SUBSCRIBER:


past masters commons

Annotation Guide:

cover
The Ordinatio of John Duns Scotus
cover
Ordinatio. Book 1. Distinctions 26 to 48.
Book One. Distinctions 26 - 48
Forty Fifth Distinction
Single Question. Whether God from Eternity willed Things Other than Himself
II. To the Principal Arguments

II. To the Principal Arguments

7. To the arguments [nn.1-2] I reply that as was said before in distinction 30 n.31 about relations from time that have God as their term under a purely absolute idea, and in like manner about the ideas in distinction 35 n.27, and in like manner about omnipotence in distinction 43 nn.11, 14 (and omnipotence is purely absolute as it is a divine attribute, and thus is it the term of the relation of a possible creature to God), - so I say here that the divine will under a purely absolute idea is the term of the respect of the will-able thing to God himself, because indeed the divine will produces things in eternity in willed being as the intellect produces in known or understood being; and in like manner one must say that this willed being is present as being in itself in the will, as was said about the being of being known in distinction 36 nn.26-29, 34-35.

8. But then you will argue: if the willed thing has a relation to the divine will, -either then a real relation or a relation of reason only. If real then its foundation is real; therefore the thing has real being from eternity.
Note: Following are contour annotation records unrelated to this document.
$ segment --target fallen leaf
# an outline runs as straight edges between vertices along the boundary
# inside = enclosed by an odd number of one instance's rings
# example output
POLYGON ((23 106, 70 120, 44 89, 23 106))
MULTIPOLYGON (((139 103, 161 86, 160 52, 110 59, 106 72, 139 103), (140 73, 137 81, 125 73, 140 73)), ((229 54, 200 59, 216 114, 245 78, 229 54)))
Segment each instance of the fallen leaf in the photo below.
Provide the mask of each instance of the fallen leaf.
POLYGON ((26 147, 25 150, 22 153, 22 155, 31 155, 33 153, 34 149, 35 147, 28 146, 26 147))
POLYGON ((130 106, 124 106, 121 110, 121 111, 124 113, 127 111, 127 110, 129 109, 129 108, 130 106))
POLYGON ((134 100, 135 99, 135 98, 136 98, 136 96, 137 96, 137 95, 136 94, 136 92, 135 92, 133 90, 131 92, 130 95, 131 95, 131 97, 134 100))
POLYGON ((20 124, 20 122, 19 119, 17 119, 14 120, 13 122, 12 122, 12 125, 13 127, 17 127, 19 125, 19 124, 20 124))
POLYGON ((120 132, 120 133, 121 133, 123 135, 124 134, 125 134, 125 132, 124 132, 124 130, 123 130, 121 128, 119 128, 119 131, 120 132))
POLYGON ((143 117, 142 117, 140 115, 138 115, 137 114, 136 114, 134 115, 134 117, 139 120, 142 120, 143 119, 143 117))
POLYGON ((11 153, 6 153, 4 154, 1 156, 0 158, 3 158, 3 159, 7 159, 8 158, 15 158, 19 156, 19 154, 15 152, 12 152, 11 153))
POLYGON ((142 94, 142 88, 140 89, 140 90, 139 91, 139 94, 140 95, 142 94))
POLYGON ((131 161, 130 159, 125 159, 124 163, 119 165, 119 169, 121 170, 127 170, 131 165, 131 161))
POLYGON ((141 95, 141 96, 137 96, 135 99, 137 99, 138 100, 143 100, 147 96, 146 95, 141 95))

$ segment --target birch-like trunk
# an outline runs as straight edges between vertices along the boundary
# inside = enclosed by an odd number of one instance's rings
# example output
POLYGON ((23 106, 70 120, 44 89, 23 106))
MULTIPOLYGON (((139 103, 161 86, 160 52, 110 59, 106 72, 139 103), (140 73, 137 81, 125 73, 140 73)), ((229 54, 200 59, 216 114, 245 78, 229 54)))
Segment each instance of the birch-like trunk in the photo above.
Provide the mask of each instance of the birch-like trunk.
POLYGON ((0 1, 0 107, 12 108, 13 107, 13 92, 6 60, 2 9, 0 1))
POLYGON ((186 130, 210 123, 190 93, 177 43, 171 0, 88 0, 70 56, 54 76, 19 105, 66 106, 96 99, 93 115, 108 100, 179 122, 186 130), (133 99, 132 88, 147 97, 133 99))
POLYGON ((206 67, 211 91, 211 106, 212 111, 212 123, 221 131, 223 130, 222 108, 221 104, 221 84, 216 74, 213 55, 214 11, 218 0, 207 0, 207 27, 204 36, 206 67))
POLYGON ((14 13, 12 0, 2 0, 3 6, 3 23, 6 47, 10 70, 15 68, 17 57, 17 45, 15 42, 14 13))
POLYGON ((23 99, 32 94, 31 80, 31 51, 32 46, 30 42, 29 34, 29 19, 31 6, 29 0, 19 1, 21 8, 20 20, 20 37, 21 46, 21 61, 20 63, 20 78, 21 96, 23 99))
If a relation of reason only, - on the contrary: the relation does not come from an act of the divine intellect comparing the object to his intellect, - therefore there is in it no relation of reason; for although the divine intellect compare the object as known to his intellect before the object is willed by him, and although in that prior stage he cause a relation of reason of the object itself as known to his intellect, yet he does not seem to cause any relation of it to the will.

9. Although one could here [n.8] respond that this relation of the willed thing to the will is from an act of the divine intellect comparing the willed object to his own will (because he compares his will to the object before he compares it to his intellect), yet if the same ‘being’ were posited as sufficient in the object of the intellect as it is a known object and in the object of the will as it is willed, and if this would in no way be present to the will save because it was present to the intellect, - yet I reply in another way that in the willed object there is a relation to the divine will other than the relation in it which is as of the understood object to the divine intellect; and that other relation is not a real relation, - nor yet is it a relation of reason, speaking strictly of a relation of reason, namely one of the intellect.

10. Nor is the division sufficient that every relation ‘is either real or of reason’, taking relation of reason strictly, because every power that can have an act about an existing object but not as it is existent, and that can by its act compare that object to another to which such object is not compared from the nature of the thing - every such power can cause in the object, as it is object, a relation of reason between itself and something else; which relation is not real, because it is not from the nature of the object in itself, - nor yet is it strictly of reason, because the comparing power is not always only reason or a ratiocinative power.

11. For the will, when using some object for an end, can cause in the object a relation of reason to the end; and it is not a real relation, because it is not in the object from the nature of the thing but from the comparison made by the comparing will (for it can use God in relation to the creature); nor is it a relation of reason, because the power ‘causing the comparison’ is not reason, - whether intellect or imagination is said to be such a comparing power, or anything else; for it is certain that the will is such a comparing and conferring power (and the imaginative power likewise), just as well as the intellective power is; and therefore it is certain that each of these powers [sc. intellective and volitional] can compare its own object and can cause a relation in its own object; not a real relation, because it would thus be there, in such object, from the nature of the thing without any comparison, - nor a relation of reason taken strictly as a relation caused by the intellect, although sometimes it be accompanied by a relation of reason caused by the intellect. But the divine will, and even any will (whatever may be true of imagination, about which we will not speak now), can compare itself to the object in willed being from eternity (and conversely), and so it can cause in the object a relation of reason to itself.